Guerre commerciale : Le système de commerce multilatéral fait face à des défis sans précédent

Les dirigeants des Brics réunis en sommet à Johannesburg ont dénoncé jeudi « les défis sans précédent » qui menacent le multilatéralisme, en réponse à la guerre commerciale lancée par les Etats-Unis. Dans une déclaration commune, les présidents de pays (Brésil, Russie, Inde, Chine et Afrique du Sud) ont fait part de « leur inquiétude concernant les effets des mesures de politique macro-économique prises dans certaines grandes économies avancées ». Ces mesures « peuvent causer une volatilité économique et financière dans les économies émergentes et avoir un impact sur leur perspective de croissance », ont-ils prévenu. « Le système de commerce multilatéral fait face à des défis sans précédent », ont-ils encore relevé, « soulignant l’importance d’une économie mondiale ouverte qui permette à tous les pays et tous les peuples de partager les bénéfices de la mondialisation ».

Les dirigeants des Brics (Brésil, Russie, Inde, Chine et Afrique du Sud) réunis en sommet à Johannesburg ont dénoncé jeudi « les défis sans précédent » qui menacent le multilatéralisme, en réponse à la guerre commerciale lancée par les Etats-Unis.

Dans une déclaration commune, les présidents russe Vladimir Poutine, chinois Xi Jinping, sud-africain Cyril Ramaphosa, brésilien Michel Temer et le Premier ministre indien Narendra Modi ont fait part de « leur inquiétude concernant les effets des mesures de politique macro-économique prises dans certaines grandes économies avancées ».

Ces mesures « peuvent causer une volatilité économique et financière dans les économies émergentes et avoir un impact sur leur perspective de croissance », ont-ils prévenu.

« Le système de commerce multilatéral fait face à des défis sans précédent », ont-ils encore relevé, « soulignant l’importance d’une économie mondiale ouverte qui permette à tous les pays et tous les peuples de partager les bénéfices de la mondialisation ».

Les cinq pays émergents ont également demandé « à tous les membres de l’Organisation mondiale du commerce de respecter les règles de l’OMC et d’honorer leurs engagements dans un système de commerce multilatéral ».

Un appel visant directement les Etats-Unis, qui ont déclenché ces derniers mois les hostilités commerciales contre Pékin, Bruxelles et Moscou entre autres.

Le président américain Donald Trump a notamment imposé des taxes douanières sur l’acier et l’aluminium visant surtout la Chine et menace désormais de taxer de façon punitive la totalité des importations chinoises.

En 2017, les Etats-Unis ont accusé un déficit commercial de 376 milliards de dollars (323 milliards d’euros) avec la Chine, qu’ils sont bien décidés de réduire.

« Partenariat »

Dans ce contexte, les présidents chinois et russe ont insisté jeudi sur la nécessité d’améliorer la coopération entre Brics.

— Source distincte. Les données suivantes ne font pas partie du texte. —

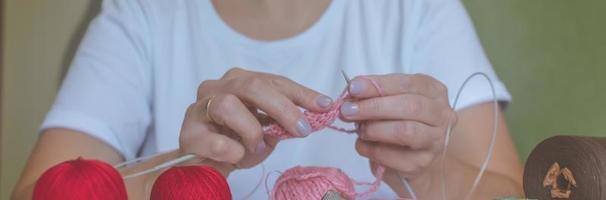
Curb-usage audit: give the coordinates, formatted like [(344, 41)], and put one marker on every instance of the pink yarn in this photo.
[(318, 121), (312, 183)]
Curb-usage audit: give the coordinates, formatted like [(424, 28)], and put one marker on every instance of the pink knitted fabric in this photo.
[(318, 121), (311, 183)]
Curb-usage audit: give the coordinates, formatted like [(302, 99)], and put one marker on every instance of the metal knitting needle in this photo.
[(404, 180), (346, 77), (348, 80)]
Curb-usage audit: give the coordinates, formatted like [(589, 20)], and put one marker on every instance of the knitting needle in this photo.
[(403, 179), (348, 80)]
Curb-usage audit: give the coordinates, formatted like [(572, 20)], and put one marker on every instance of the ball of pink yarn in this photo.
[(312, 183)]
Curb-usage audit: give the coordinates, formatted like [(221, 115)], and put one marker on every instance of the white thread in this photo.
[(492, 141), (405, 182), (258, 183)]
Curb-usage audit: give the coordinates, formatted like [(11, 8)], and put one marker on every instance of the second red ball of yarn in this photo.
[(191, 183), (80, 179)]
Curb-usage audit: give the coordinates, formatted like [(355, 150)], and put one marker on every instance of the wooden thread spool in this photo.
[(567, 167)]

Xi a appelé le forum des cinq pays émergents, lancé en 2009 et qui représente 40% de la population mondiale, à « déverrouiller le potentiel énorme de (leur) coopération économique ».

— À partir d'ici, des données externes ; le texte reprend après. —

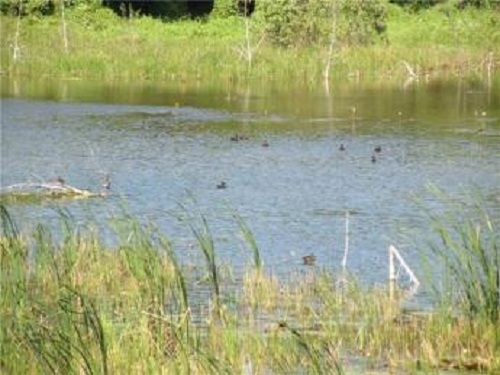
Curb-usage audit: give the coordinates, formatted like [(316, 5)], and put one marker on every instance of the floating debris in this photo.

« Il est nécessaire que les Brics renforcent leur partenariat stratégique » pour faire « de la prochaine décennie une autre décennie en or », a-t-il estimé.

Son homologue russe l’a suivi, estimant que les Brics jouaient « un rôle unique dans l’économie mondiale ».

« Ils contribuent à hauteur de 42% au PIB mondial et cette part ne cesse de croître », s’est félicité Vladimir Poutine.

« En 2017, le commerce entre les Brics a augmenté de 30% et nous comptons développer encore plus ce partenariat », a-t-il assuré, un pin’s des Brics épinglé à son costume.

En marge du sommet, le président russe s’est entretenu jeudi avec son homologue turc Recep Tayyip Erdogan, invité à Johannesburg comme d’autres pays non membres des Brics.

« Nos relations bilatérales s’améliorent sans aucun doute », a déclaré, selon le Kremlin, M. Poutine saluant la coopération entre les deux pays dans la crise syrienne et dans le domaine économique.

« Les relations bilatérales se développent rapidement », a confirmé le président turc, cité aussi par le Kremlin qui n’a pas donné plus de détails sur la teneur des discussions.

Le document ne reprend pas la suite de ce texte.